A toroidal coil has a mean radius of 16 cm and a cross-sectional area of 0.25 cm2; it is wound uniformly with 1000 turns. A second toroidal coil of 750 turns is wound uniformly over the first coil. Ignoring the variation of the magnetic field within a toroid, determine the mutual inductance of the two coils.

Answer 1

Step-by-step explanation:

Mutual inductance is equal to magnetic flux induced in the secondary coli due to unit current in the primary coil .

magnetic field in a torroid B = μ₀ n I , n is number of turns per unit length and I is current .

B = 4π x 10⁻⁷ x (1000 / 2π x .16 )x 1 ( current = 1 A)

flux in the secondary coil

= B x area of face of coil x no of turns of secondary

= 4π x 10⁻⁷ x (1000 /2π x .16 ) .25 x 10⁻⁴ x 750

= 2 x 1000 x .25 x( 750 /.16) x 10⁻¹¹

2343.75 x 10⁻⁸

= 23.43 x 0⁻⁶ H.

.

Answer 2

2.5 x 10^-5 henry

Step-by-step explanation:

The mutual inductance between the toroids is same.
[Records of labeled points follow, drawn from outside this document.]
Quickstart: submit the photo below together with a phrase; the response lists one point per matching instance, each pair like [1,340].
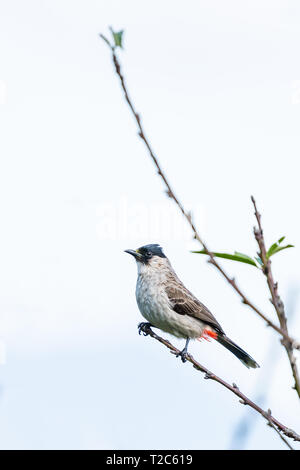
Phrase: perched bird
[168,305]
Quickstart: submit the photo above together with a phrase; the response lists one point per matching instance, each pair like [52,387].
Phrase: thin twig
[278,432]
[244,400]
[275,298]
[187,214]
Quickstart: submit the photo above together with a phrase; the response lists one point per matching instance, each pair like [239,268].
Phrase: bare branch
[275,298]
[186,214]
[273,422]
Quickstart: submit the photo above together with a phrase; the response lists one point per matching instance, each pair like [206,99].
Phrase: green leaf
[118,36]
[275,248]
[241,257]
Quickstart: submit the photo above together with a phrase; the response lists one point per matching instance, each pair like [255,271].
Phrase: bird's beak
[134,253]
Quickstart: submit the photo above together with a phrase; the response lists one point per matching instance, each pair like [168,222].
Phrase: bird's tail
[247,360]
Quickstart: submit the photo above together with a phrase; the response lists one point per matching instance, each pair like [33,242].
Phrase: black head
[146,252]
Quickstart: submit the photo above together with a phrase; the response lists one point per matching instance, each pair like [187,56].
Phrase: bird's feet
[183,355]
[144,328]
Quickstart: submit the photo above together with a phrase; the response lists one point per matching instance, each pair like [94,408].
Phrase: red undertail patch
[207,335]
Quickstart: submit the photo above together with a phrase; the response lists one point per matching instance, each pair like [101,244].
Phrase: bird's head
[148,254]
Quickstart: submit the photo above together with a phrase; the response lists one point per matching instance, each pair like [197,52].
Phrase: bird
[167,304]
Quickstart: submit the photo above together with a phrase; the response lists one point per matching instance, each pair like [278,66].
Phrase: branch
[184,212]
[273,422]
[275,298]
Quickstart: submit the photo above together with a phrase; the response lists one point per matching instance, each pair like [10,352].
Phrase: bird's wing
[185,303]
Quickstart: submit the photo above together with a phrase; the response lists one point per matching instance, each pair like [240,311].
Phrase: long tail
[247,360]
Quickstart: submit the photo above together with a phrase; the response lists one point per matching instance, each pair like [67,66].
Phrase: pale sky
[218,86]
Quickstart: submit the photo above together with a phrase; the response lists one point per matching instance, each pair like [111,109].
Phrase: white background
[218,87]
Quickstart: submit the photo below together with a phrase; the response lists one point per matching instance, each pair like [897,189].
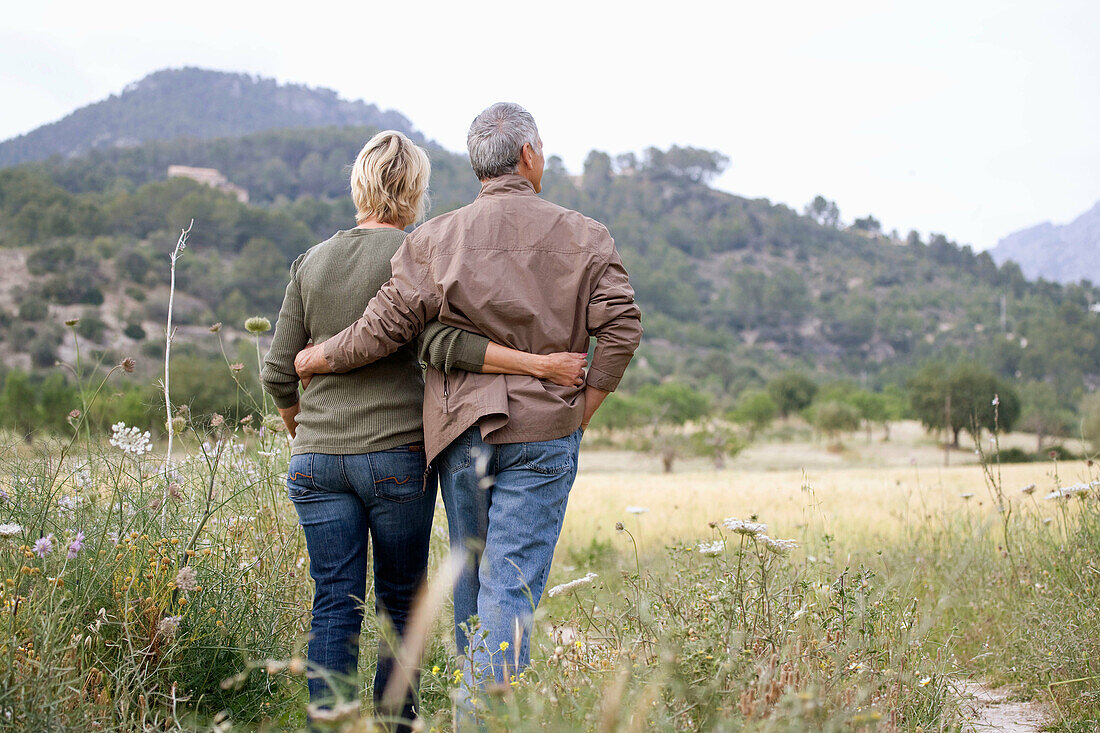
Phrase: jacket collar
[509,183]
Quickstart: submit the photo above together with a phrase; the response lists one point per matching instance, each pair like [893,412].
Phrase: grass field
[906,581]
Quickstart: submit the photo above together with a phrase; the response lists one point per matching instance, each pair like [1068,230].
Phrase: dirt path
[989,711]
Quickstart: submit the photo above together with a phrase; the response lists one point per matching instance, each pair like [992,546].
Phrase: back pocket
[400,474]
[299,477]
[550,457]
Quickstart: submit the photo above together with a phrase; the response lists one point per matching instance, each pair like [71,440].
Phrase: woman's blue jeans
[389,496]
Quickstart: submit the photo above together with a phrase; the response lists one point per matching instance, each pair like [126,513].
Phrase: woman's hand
[563,368]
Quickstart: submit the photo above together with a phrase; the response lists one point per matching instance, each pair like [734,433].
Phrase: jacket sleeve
[393,317]
[615,319]
[448,348]
[278,378]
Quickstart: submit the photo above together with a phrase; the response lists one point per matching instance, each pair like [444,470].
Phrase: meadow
[139,597]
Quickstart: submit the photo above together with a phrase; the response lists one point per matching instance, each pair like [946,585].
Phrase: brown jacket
[527,274]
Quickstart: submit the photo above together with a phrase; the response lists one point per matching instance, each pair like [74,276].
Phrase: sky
[969,118]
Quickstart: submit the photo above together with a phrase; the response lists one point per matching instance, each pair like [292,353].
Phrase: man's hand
[563,368]
[310,361]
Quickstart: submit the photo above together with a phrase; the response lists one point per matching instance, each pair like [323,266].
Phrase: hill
[193,102]
[1064,253]
[734,290]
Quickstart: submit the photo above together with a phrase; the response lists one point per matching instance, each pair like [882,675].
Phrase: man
[534,276]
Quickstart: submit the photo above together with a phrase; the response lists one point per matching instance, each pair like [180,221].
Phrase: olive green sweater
[374,407]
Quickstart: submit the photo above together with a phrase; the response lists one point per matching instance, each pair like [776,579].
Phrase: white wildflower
[743,527]
[187,579]
[1066,492]
[711,549]
[565,589]
[131,439]
[778,546]
[70,503]
[167,626]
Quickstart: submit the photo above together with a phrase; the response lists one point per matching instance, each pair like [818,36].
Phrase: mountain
[1063,253]
[193,102]
[733,290]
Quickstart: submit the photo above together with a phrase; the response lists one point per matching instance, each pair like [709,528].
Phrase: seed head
[257,325]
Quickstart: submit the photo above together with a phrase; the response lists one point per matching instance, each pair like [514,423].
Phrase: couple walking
[499,299]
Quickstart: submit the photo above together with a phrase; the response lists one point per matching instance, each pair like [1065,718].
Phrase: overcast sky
[974,118]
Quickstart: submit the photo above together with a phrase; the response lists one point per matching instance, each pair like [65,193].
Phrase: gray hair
[496,138]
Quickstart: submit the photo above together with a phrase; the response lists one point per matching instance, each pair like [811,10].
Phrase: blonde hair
[389,179]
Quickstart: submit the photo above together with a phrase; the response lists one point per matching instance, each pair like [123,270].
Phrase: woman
[358,462]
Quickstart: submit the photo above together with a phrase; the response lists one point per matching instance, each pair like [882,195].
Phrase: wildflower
[257,325]
[69,503]
[778,546]
[131,439]
[745,527]
[186,579]
[1066,492]
[44,546]
[565,589]
[711,549]
[167,626]
[76,546]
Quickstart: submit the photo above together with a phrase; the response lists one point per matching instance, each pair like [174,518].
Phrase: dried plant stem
[168,335]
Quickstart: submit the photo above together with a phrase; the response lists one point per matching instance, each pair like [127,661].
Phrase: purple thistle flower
[76,546]
[44,546]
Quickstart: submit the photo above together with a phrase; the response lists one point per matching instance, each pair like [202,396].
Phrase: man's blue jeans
[342,500]
[505,506]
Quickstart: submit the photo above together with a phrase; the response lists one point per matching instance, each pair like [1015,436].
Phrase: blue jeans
[388,496]
[505,506]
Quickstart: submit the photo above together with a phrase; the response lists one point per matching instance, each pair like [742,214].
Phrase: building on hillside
[210,177]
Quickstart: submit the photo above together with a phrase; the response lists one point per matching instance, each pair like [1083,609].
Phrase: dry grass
[859,506]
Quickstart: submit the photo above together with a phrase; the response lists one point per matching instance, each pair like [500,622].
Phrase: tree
[1043,413]
[868,223]
[792,392]
[20,403]
[972,391]
[833,418]
[756,409]
[823,211]
[1090,419]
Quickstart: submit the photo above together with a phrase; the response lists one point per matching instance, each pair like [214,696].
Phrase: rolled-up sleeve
[615,320]
[277,375]
[393,317]
[448,348]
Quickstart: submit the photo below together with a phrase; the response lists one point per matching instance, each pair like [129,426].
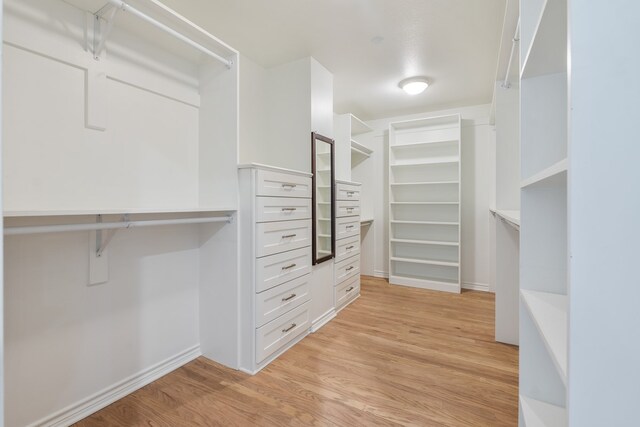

mean radius of the toroid, r = 16 cm = 0.16 m

Area of crossection, A = 0.25 cm²

Number of turns in the first toroid, N1 = 1000

Number of turns in the second toroid, N2 = 750

The formula for the mutual inductance is given by

`M =(\mu_(0)N_(1)N_(2)A)/(l)`

Where, l is the length

l = 2 x 3.14 x r = 2 x 3.14 x 0.16 = 1.0048 m

`M =(4\pi* 10^(-7)* 1000* 750* 0.25* 10^(-4))/(1.0048)`

M = 2.5 x 10^-5 henry

Thus, the mutual inductance between the two toroid is 2.5 x 10^-5 henry.